The Church of England and Wales and most UK charities and non-government organizations stand against it. Legal action by the European Court of Human Rights stopped the first deportation flight but more will come. Britain has a signed deal with Rwanda and has paid about US$150,000 to Rwanda to accept them. Thrown out like unwanted garbage.

This inhuman racist policy to convict and deport people for petty infringements or “wrongdoings” is not new. It was common practice for the British in occupied Catholic Ireland. When Ireland was suffering famine and starvation, they would convict anyone of a petty offense like taking a loaf of bread for a starving family and use it to impose the draconian punishment of lifelong deportation or “transport” to Australia, never to return.

From 1791 to 1867, a period of 76 years, the British convicted and transported a staggering 160,000 Catholic Irish men and women as slave labor to populate Australia. While colonial Britain convicted the oppressed Irish for stealing a loaf of bread, it stole a whole continent from the aboriginal people. That was no small crime.

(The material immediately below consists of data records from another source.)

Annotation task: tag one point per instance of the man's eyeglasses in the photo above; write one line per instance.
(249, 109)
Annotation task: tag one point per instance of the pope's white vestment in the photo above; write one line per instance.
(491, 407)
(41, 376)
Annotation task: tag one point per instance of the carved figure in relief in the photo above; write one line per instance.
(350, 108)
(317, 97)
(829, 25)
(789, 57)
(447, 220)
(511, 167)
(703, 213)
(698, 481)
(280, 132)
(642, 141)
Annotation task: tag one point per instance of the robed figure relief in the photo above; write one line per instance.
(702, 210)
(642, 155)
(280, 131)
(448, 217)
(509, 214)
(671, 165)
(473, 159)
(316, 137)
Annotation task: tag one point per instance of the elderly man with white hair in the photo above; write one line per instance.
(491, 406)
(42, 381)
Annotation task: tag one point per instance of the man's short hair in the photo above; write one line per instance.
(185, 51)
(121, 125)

It appears racism continues today in Australia as in Britain. Aborigines make up 28 percent of the adult prisoners in Australian jails but they are only 3 percent of the entire population. Up to 68 percent of juveniles in detention are aboriginal.

The new British destination today for unwanted, dark-skinned asylum seekers of a different religion is Rwanda, a land from which no asylum seeker, like the Irish sent to Australia, can ever return.

*The views expressed in this article are those of the author and do not necessarily reflect the official editorial position of UCA News.